Ok my turn I will wear the Computer Engineer hat for a second 

On Windows 7 all event logs are saved with with evt extension
on C:\Windows\System32\winevt\Logs\

you can go on her laptop and find these files and copy them to a disk and try to open them locally on your system, there are 3rd party tools for converting these to txt files but you can view these with the event viewer under your own machine, you need to find the files with the Key words "LSA", "DNS Client", "DHCP Client
All these will log access to a network , these files are not "readable" for the standard user so a computer geek can decipher them in any case the event viewer is most likely logged that connection so you may be able to find it in the file


----------



## Thorburn (Nov 23, 2011)

LookingForTheSun said:


> Thorburn - so do those dates fall in line with when you know she was with him, or are they different than what she told you?
> 
> Sorry you are here with questions


It falls in line with when she was with him and she told me they had sex at this hotel. I am just trying to figure out (after a year) some questions and this is one that popped up. She told me she never had her computer with her, they took no pics, no video, etc. So now I see the computer was at the hotel and it raises the question of why? But before I comfront her on this any further I want to make sure of the date.


----------



## Thorburn (Nov 23, 2011)

Mike11 said:


> Ok my turn I will wear the Computer Engineer hat for a second
> 
> On Windows 7 all event logs are saved with with evt extension
> on C:\Windows\System32\winevt\Logs\
> ...


Thanks. I did see online where someone was trying to decipher some of this stuff, gets confusing.


----------



## Sennik (Feb 15, 2011)

Mike11 said:


> Ok my turn I will wear the Computer Engineer hat for a second
> 
> On Windows 7 all event logs are saved with with evt extension
> on C:\Windows\System32\winevt\Logs\
> ...


Indeed. Definitely other good key words to look under. 

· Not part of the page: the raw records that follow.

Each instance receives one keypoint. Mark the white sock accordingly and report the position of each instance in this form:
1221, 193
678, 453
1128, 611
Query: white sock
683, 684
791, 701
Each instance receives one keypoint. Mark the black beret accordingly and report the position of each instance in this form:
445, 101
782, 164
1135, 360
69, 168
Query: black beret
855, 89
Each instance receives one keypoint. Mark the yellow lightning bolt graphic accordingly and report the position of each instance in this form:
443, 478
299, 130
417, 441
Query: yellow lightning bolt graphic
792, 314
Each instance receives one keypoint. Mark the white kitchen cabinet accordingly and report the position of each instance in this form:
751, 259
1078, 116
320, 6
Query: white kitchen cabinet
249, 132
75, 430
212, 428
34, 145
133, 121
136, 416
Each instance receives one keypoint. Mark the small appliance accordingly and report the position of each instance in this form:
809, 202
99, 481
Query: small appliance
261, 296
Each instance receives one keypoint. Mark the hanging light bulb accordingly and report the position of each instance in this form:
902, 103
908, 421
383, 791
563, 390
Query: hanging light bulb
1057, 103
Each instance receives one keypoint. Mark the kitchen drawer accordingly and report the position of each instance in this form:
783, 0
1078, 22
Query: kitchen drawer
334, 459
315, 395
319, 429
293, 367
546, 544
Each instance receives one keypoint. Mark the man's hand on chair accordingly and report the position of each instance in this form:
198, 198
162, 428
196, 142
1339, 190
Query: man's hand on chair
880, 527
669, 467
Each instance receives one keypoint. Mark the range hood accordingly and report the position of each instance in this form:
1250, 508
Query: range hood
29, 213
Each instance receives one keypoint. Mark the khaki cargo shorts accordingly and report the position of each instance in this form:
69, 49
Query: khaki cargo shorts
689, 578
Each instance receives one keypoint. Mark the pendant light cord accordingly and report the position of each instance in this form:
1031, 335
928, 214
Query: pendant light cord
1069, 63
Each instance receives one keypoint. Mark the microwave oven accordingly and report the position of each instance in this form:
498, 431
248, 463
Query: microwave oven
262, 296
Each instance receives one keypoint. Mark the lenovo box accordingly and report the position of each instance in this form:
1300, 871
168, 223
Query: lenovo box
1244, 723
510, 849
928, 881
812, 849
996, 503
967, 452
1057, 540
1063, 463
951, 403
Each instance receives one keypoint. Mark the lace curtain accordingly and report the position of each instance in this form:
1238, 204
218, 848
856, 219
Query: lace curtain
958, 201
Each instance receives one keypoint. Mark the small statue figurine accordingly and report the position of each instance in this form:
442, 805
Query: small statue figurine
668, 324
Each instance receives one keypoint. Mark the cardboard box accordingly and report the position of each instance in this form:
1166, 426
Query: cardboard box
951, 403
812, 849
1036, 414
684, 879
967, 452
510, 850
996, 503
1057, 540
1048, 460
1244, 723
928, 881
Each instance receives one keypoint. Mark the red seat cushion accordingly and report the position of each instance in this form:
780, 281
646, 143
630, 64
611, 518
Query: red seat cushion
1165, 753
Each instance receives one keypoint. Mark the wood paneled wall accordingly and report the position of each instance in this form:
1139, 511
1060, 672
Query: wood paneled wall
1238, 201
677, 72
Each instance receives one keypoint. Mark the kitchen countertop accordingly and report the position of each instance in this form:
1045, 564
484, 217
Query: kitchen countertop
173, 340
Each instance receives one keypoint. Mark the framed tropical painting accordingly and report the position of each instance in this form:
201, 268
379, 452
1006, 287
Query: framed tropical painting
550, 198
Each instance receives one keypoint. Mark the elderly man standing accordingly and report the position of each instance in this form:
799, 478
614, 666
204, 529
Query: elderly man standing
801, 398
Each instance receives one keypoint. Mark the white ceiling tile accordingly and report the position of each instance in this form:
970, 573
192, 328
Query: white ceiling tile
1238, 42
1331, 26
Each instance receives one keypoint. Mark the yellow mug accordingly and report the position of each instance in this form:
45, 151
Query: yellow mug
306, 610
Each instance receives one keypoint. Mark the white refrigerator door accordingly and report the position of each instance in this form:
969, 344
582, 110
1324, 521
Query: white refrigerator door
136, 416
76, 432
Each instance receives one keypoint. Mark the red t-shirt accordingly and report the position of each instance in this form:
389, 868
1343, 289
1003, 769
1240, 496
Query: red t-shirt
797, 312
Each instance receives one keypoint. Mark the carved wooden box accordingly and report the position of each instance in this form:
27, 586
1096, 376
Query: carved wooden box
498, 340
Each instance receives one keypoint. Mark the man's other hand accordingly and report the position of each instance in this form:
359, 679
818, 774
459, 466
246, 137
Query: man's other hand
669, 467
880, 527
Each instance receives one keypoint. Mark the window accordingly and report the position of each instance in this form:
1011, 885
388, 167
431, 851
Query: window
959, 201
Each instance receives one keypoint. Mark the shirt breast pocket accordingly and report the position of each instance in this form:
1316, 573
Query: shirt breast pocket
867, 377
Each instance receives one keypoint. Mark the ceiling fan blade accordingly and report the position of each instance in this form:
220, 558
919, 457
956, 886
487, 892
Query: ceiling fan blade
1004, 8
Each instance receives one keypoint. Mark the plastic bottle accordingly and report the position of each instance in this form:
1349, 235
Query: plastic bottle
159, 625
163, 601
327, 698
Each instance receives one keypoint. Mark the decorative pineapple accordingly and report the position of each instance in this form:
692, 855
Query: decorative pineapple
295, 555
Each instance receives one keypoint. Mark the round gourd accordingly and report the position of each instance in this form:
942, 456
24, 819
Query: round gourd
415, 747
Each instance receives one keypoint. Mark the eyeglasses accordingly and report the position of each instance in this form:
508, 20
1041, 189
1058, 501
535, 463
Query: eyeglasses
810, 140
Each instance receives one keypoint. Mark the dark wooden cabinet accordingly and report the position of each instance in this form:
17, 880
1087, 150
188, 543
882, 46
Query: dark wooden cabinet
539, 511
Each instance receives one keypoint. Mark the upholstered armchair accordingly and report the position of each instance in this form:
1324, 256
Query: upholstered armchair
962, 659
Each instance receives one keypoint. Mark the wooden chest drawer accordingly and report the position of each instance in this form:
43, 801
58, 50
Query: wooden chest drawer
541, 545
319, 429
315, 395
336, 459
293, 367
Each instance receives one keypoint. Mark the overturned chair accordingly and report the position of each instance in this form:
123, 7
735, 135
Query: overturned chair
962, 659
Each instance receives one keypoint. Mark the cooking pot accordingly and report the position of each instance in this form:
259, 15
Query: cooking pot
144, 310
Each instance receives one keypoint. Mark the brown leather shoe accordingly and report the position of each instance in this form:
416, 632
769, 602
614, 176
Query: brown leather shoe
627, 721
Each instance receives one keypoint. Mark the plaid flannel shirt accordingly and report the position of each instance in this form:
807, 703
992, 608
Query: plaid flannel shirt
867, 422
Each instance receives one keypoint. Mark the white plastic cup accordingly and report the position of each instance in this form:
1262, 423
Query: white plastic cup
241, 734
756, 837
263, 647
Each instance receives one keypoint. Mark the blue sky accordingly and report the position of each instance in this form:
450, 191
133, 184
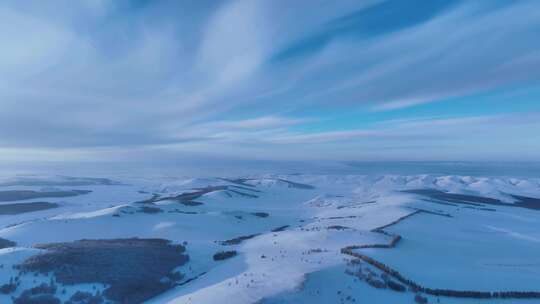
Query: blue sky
96, 80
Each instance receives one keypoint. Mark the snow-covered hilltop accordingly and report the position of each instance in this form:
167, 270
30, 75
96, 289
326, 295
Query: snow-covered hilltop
270, 239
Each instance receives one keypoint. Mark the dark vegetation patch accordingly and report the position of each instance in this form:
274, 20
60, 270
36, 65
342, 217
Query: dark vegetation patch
239, 181
337, 227
477, 201
17, 208
242, 182
281, 228
419, 299
11, 286
17, 195
182, 212
245, 188
133, 269
388, 271
223, 255
188, 198
190, 203
150, 210
82, 297
356, 205
6, 243
238, 240
41, 294
151, 200
527, 202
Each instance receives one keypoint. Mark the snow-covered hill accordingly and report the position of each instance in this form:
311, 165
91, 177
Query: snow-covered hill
271, 239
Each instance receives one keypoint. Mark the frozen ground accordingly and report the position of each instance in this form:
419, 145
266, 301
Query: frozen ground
285, 235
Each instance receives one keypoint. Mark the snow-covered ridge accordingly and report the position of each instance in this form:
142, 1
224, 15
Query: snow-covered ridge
296, 223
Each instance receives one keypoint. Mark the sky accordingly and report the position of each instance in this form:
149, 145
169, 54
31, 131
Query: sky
138, 81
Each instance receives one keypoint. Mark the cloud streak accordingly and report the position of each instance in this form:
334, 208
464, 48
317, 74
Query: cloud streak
85, 77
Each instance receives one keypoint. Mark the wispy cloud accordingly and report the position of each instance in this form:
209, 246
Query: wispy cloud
101, 75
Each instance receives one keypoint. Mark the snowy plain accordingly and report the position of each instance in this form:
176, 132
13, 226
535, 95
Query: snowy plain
289, 231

Depending on what I am looking for I really like the third party viewer by TZWorks, as it can read log files all the way up to Windows 8 which is great for those of us supporting mixed version environments.

Windows Event Log Viewer

Based on what Thorburn is saying as far as seeing a log file from 2011 and other missing data it sounds like someone was in the Event Viewer and was fooling around at least twice. Once in June 2011 (save and clear) and then again late 2012 (clear). At least for some of the log data.


----------



## Sennik (Feb 15, 2011)

Thorburn said:


> Thanks. I did see online where someone was trying to decipher some of this stuff, gets confusing.


Yes, it can very quickly. The area I described for you to look is probably the easiest for someone not versed in networking to find that kind of information. It gets a bit trickier when you start looking through the areas Mike mentioned.

Check your PM's by the way


----------



## Mike11 (Aug 25, 2011)

Sennik did you actually get the files from him ?


----------



## sandc (Dec 15, 2011)

Mike11 said:


> Ok my turn I will wear the Computer Engineer hat for a second
> 
> On Windows 7 all event logs are saved with with evt extension
> on C:\Windows\System32\winevt\Logs\
> ...


What a nerd!


----------



## Mike11 (Aug 25, 2011)

sandc said:


> What a nerd!


Guilty as Charged


----------



## sandc (Dec 15, 2011)

Mike11 said:


> Guilty as Charged


Gee, that Windows NT MCSE isn't really helping me help anyone here.

If I can help y'all with some vlans or routing issues or something let me know.


----------



## Sennik (Feb 15, 2011)

Mike11 said:


> Sennik did you actually get the files from him ?


Not yet. I have offered to help in that capacity though.


----------